= National Security Database =

Official program jointly developed in support with the Government of India

National Security Database is reportedly an official accreditation program in India, awarded to information respected cybersecurity experts with proven skills to protect the country's National Critical Infrastructure and economy.

Under the program, reportedly developed by the Information Sharing and Analysis Center (ISAC), in support with the Government of India, professionals can apply for the program by clearing a technical lab examination and psychometric test.
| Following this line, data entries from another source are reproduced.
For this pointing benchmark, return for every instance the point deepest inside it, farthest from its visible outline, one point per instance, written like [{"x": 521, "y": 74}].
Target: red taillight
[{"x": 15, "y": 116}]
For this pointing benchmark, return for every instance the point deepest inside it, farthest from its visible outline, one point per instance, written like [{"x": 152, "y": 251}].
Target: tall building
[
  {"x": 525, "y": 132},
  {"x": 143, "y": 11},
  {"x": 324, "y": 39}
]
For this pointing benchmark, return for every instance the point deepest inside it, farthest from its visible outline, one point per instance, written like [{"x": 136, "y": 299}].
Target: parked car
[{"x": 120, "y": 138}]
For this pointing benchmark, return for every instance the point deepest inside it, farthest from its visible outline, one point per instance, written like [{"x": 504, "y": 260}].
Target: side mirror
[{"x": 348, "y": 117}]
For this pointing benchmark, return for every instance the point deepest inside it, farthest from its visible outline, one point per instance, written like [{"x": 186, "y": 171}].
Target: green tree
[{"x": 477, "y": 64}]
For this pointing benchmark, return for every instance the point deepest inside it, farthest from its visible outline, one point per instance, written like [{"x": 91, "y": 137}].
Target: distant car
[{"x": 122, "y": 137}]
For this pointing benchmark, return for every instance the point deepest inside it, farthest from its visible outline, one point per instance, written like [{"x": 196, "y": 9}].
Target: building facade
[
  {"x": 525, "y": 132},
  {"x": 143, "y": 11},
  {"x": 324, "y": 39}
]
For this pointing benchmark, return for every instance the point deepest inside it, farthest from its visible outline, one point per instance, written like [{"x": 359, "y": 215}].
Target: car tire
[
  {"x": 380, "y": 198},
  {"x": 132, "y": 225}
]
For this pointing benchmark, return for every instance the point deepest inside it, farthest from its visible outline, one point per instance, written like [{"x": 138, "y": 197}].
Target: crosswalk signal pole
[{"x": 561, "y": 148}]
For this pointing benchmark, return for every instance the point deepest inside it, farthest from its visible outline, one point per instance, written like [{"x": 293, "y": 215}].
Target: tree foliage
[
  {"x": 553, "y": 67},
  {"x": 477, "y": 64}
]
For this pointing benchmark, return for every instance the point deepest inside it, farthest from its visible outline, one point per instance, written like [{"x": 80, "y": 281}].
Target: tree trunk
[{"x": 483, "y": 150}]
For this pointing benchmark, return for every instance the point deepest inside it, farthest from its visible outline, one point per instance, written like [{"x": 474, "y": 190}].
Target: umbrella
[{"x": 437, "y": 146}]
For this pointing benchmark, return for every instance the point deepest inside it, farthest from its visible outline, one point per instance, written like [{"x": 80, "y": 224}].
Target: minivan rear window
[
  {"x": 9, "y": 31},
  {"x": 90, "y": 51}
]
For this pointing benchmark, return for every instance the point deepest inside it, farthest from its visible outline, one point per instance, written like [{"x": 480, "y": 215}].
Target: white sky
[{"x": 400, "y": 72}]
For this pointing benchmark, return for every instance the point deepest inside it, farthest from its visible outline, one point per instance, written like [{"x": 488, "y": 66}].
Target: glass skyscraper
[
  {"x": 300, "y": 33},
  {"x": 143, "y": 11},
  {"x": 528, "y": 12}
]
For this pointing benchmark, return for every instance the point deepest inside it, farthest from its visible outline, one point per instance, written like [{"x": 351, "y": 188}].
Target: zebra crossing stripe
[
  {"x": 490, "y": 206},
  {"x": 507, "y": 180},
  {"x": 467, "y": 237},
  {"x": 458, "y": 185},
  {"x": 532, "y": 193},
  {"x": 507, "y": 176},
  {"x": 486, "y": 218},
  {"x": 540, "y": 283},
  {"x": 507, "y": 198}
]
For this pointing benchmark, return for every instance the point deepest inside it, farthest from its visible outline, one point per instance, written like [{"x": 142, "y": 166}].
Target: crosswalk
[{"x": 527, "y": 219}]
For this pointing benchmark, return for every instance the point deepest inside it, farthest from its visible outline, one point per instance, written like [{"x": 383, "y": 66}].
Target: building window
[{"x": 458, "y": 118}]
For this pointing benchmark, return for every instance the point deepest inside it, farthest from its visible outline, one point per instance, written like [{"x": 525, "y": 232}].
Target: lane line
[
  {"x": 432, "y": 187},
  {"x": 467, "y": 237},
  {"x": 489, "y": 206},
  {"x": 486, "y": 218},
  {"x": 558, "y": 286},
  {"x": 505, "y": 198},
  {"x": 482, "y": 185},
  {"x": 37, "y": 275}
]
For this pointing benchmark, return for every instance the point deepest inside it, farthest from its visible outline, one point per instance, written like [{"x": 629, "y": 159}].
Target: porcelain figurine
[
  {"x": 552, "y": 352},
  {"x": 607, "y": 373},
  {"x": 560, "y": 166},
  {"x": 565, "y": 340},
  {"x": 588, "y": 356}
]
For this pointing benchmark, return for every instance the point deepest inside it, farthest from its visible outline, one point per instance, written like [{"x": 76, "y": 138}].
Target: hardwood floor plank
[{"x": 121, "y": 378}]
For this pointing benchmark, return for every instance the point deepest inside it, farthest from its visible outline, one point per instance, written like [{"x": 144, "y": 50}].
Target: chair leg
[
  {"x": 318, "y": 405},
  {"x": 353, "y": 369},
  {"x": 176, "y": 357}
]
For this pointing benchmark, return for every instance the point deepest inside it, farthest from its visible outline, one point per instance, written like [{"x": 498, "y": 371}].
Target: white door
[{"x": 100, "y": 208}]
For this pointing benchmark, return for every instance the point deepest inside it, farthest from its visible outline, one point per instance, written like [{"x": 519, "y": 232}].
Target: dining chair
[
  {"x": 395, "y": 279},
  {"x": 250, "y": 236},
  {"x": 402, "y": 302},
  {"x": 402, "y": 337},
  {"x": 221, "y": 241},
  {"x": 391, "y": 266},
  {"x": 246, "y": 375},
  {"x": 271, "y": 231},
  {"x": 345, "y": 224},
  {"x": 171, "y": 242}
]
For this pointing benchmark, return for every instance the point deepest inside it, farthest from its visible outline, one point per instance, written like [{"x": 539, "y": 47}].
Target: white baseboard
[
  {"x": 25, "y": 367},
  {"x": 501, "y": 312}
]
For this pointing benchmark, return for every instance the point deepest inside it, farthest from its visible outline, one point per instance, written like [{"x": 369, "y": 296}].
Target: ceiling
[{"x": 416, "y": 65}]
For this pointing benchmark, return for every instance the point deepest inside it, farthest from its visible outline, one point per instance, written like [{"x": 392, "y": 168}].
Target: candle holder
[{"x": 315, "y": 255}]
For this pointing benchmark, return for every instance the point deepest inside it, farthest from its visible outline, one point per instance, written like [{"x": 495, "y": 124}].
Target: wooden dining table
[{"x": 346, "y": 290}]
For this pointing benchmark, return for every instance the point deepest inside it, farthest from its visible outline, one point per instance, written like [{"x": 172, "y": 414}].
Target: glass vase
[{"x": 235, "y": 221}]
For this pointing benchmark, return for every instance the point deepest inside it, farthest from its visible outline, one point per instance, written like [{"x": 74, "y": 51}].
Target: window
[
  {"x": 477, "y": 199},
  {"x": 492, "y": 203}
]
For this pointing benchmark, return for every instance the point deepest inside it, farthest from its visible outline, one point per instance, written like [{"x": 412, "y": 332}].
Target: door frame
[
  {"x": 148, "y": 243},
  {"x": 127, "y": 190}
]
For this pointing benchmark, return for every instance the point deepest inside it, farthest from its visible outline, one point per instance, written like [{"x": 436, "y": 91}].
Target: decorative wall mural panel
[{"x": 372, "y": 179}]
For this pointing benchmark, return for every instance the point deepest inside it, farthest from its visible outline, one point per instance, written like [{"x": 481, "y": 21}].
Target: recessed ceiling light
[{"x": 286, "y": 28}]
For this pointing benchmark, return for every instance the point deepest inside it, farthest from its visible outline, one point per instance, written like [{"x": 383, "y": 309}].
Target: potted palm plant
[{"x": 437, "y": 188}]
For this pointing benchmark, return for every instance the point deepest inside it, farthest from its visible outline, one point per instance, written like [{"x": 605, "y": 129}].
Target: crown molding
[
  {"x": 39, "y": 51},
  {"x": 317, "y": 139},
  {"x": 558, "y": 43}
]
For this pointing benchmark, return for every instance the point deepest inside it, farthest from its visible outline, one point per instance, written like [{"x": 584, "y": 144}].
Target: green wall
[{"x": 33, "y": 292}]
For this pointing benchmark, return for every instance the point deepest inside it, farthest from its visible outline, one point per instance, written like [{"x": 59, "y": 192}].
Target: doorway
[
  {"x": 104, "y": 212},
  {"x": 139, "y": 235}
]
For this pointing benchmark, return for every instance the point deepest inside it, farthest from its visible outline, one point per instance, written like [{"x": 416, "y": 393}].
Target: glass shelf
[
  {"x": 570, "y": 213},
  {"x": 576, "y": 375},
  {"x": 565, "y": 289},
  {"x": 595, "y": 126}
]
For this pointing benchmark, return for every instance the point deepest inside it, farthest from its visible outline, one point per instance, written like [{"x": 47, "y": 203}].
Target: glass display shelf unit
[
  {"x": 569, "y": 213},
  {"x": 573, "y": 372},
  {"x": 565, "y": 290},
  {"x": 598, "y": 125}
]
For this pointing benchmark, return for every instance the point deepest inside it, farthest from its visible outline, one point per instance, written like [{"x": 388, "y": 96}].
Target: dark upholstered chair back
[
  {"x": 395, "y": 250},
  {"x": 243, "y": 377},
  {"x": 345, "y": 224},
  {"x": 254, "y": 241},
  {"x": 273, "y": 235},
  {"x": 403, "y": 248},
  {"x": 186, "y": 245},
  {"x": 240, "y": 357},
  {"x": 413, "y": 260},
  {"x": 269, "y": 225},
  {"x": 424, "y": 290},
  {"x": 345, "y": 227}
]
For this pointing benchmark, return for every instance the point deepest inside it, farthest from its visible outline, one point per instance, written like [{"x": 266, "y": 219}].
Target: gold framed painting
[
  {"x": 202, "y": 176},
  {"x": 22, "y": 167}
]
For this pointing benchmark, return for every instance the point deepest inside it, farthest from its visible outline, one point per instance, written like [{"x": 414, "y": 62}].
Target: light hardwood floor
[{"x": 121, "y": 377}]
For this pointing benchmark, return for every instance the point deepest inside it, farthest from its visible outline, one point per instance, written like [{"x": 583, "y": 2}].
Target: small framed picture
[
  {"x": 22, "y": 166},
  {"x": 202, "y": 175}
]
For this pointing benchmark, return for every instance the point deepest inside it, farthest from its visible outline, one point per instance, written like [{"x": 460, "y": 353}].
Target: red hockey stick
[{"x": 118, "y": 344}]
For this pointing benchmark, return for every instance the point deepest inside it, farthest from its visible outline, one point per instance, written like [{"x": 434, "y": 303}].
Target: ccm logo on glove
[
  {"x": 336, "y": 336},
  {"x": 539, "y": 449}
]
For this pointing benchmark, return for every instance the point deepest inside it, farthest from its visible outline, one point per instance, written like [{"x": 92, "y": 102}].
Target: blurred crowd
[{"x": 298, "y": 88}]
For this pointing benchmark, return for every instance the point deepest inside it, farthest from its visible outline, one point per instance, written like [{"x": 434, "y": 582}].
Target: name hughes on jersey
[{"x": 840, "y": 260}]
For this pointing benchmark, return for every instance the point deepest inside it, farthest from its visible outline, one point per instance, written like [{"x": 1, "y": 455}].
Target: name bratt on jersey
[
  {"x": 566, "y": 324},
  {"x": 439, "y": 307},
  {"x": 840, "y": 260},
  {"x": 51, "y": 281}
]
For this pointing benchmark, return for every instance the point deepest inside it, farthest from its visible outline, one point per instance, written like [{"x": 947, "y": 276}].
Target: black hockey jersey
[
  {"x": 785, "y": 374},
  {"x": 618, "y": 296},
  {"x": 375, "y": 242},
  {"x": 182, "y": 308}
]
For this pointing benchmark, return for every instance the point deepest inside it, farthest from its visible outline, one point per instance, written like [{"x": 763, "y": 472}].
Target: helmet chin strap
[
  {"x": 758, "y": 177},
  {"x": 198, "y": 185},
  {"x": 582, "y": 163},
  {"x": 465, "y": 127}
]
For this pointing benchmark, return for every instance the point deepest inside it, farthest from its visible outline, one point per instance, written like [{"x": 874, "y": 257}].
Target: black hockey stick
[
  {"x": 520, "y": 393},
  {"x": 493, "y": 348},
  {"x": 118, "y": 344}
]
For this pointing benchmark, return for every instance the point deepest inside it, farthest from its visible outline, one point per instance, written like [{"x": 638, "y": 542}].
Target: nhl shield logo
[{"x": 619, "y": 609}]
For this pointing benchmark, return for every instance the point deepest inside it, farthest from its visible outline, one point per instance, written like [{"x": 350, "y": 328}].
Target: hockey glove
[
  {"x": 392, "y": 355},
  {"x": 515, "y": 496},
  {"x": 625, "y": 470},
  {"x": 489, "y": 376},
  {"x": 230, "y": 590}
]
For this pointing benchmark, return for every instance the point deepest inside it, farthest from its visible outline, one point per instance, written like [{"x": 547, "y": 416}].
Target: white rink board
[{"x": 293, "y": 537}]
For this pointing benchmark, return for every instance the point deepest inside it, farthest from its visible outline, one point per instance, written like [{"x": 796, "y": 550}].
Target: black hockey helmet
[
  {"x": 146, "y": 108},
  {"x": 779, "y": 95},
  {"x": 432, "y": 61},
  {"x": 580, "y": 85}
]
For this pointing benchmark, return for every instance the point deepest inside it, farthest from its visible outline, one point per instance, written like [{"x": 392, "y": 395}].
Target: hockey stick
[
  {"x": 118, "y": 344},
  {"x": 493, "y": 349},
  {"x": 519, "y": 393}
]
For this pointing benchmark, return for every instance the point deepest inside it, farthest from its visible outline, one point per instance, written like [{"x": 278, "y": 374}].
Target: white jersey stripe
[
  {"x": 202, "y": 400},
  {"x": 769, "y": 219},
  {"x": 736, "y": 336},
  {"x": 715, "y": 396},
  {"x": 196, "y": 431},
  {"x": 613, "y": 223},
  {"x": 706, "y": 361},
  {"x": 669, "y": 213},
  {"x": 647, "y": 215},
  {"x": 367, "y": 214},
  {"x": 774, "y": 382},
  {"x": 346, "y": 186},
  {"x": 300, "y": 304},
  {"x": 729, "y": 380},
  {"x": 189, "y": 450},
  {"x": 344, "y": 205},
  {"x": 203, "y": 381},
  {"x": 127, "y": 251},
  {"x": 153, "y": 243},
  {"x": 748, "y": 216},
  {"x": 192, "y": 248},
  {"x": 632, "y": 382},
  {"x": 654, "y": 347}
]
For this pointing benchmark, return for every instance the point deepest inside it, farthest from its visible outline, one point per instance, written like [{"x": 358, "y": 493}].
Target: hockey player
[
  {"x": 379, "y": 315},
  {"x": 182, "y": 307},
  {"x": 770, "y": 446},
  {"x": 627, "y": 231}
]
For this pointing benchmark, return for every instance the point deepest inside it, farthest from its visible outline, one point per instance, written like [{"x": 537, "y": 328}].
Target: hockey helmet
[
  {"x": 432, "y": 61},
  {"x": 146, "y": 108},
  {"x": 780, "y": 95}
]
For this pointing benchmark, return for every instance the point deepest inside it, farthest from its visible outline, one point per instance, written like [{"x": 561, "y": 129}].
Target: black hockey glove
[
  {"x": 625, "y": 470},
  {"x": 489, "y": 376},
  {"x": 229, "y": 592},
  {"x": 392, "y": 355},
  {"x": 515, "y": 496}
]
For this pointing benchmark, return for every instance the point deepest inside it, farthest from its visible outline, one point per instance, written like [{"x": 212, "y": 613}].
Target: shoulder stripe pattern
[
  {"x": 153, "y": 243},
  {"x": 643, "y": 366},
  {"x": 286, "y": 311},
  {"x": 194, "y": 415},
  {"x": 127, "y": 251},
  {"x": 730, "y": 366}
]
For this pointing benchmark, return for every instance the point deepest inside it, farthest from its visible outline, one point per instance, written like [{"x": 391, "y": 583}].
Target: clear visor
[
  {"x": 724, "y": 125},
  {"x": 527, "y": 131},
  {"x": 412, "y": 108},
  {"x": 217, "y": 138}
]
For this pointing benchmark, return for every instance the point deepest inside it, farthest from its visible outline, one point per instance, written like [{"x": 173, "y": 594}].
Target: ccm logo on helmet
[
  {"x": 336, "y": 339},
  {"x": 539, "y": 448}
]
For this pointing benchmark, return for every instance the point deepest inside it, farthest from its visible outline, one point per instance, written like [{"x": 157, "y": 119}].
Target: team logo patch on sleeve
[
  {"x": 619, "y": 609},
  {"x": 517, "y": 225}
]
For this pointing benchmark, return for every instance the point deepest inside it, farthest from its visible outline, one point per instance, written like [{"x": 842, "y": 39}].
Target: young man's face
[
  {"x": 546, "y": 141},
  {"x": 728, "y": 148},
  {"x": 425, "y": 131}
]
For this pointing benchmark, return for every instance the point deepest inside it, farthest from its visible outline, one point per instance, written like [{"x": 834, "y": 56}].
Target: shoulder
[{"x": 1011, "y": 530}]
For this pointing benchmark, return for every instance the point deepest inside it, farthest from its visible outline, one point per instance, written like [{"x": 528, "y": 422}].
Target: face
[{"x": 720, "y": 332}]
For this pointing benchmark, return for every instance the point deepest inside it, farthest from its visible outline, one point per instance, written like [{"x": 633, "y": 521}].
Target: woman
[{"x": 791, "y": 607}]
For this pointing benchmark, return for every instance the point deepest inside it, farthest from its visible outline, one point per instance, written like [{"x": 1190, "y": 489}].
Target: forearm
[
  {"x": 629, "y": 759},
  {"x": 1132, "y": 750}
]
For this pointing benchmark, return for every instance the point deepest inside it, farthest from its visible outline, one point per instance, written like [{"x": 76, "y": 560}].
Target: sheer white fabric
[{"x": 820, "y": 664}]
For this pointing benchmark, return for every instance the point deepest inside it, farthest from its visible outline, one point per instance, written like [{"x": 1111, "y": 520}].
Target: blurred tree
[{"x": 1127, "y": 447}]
Program alumni reportedly become instrumental in a pool of ethical defence-testing hackers tasked with fixing the weakness of organizational systems in case of large cyberattacks.

==History==

The project was conceived after the 2008 Mumbai attacks to protect India's National Critical Infrastructure and Cyberspace. The program was founded by Rajshekhar Murthy, under a non-profit section 25 company, 'Information Sharing and Analysis Center', supported by the highly specialised technical intelligence agency NTRO, run under the Government of India.

Earlier, the program was announced as a pilot at the International Malware Conference, MalCon, in 2010 in Mumbai, where Indian Government officials reportedly asked Indian hackers to learn Chinese.

==Program launch==
The program was released on 26 November, the same date as of the 2008 Mumbai Attacks, at the International Malware Conference, MalCon, at JW Marriott, Mumbai. The program was inaugurated by Shri Sachin pilot, Minister of State in the Ministry of Communications and Information Technology.

==Access restrictions==
The empanelment in the database can only be applied by Indian citizens, and limited access is available to the Industry to benefit from a list of credible experts. However, most of the database access is restricted to supporting Indian government organisations.

==Debate==
The program is largely believed to identify professional, ethical hackers and security experts by the government of India to protect its critical infrastructure and cyberspace. IT Minister Kapil Sibal has reportedly expressed the need for a community of ethical hackers.

Alok Vijayant, director of the information dominance group at the National Technical Research Organisation, quoted in an interview with India's top weekly magazine Outlook, that NSD should not be "trivialised" by describing it as just a group of hackers. "Supported by the government and the industry, NSD is a good initiative since it will provide a ready-aid database of the most credible security professionals. This is more so because information security is a domain where individuals have the skills, not companies, to move from one firm to another regularly.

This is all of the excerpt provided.